右側の絵を手で覆ってください。左側の絵だけを見ると,どんな出来事を描いた絵だと思いますか。右側の絵を覆っていた手をどけてください。

絵の全体を見ることで,どのように出来事の理解が深まるでしょうか。

頭に青い布を被っている人は,イエス・キリストの弟子であるステパノです。使徒7:56-59を読んで,この絵が何を表しているのかを学んでください。

絵の全体を見ることが,聖典の理解にどのようにたとえられるかを考えてください。

この活動は,聖文の背景を理解することの大切さを示しています。「背景」という言葉は,聖句,出来事,物語を取り巻く状況を意味します。新約聖書の歴史的,文化的背景の知識が深まるにつれて,そこから学ぶ教えをさらに理解し,当てはめることができるようになります。

このレッスンの次の部分には,新約聖書の背景についてさらに理解するのに役立つ情報が書かれています。

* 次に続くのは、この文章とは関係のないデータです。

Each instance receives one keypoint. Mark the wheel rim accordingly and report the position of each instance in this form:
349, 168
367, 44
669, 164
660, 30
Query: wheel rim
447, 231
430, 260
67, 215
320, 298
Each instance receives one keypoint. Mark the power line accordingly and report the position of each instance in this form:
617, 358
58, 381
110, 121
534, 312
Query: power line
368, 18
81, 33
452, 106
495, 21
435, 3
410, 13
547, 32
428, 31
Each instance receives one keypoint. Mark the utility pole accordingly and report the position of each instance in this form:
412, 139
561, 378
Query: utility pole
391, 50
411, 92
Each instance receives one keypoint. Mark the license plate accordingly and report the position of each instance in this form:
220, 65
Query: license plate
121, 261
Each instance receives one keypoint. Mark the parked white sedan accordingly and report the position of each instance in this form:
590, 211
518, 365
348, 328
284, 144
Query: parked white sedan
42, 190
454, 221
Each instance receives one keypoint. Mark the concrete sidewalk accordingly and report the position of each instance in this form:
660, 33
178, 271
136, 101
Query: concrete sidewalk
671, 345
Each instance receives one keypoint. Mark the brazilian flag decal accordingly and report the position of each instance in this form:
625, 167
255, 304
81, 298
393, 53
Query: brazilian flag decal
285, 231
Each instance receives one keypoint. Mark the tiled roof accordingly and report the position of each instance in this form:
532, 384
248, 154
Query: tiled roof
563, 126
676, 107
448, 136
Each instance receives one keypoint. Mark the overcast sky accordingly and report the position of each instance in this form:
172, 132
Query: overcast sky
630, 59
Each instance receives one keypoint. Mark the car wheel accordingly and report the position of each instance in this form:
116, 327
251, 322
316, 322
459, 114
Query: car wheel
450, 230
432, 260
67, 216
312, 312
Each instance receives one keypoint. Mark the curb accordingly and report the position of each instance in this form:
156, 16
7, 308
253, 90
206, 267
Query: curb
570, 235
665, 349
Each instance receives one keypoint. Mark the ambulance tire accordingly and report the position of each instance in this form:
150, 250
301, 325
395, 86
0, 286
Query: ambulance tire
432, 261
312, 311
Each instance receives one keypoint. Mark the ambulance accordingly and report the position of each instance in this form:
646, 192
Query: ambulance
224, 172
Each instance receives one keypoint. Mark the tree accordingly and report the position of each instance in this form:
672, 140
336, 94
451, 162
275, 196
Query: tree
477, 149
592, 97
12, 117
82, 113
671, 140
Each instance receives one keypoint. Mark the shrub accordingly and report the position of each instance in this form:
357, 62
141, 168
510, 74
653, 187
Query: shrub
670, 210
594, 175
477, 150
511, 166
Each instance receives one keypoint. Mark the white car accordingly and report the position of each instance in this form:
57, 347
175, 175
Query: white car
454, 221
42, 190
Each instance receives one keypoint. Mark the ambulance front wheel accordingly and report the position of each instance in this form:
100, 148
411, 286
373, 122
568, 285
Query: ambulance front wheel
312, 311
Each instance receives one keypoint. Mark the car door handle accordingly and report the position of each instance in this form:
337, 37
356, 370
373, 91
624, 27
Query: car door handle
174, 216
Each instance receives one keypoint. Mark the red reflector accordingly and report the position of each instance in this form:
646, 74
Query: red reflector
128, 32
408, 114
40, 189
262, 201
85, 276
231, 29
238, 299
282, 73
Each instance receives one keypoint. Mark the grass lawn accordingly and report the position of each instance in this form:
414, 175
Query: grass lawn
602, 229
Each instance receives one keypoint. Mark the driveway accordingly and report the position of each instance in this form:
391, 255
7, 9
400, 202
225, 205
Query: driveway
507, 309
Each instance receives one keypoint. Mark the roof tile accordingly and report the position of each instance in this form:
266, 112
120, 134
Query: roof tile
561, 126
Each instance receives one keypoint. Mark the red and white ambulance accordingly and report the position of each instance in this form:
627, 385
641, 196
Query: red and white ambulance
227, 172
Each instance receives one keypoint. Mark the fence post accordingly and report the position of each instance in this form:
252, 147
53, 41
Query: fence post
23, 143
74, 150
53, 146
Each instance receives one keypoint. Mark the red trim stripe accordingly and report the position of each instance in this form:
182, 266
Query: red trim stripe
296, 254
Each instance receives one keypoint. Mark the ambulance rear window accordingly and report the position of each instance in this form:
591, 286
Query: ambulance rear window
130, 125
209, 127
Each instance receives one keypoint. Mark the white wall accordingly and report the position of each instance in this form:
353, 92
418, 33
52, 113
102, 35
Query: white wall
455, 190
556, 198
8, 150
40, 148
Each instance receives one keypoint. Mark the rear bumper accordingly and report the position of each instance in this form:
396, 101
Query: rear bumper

救い主が教導の業を行われた時代のユダヤ人宗教指導者たち

モルモン書の預言者ヤコブは,イエス・キリストの教え導く業を取り巻く状況を理解する助けとなる預言を記録しています。2ニーファイ10:3-5を読んで,救い主の教導の時代におけるユダヤ人の霊的な状態を表すのにヤコブが使った言葉や表現を見つけてください。

2ニーファイ10:5にある「偽善売教」という言葉は,神の民の幸いを求めることではなく,説教をして「利益と世の誉れ」を得ることを意味します(2ニーファイ26:29)。偽善売教を行っていた者たちは,おもにユダヤ人の間の邪悪な宗教指導者であり,人々を迷わせていました。

モーセの律法への追加とその他の誤った哲学

宗教指導者がどのように人々を迷わせていたかをさらに理解できるように,次のモーセの律法を現す丸の周りにもう1つの丸を描いて,「口伝律法」と書いてください。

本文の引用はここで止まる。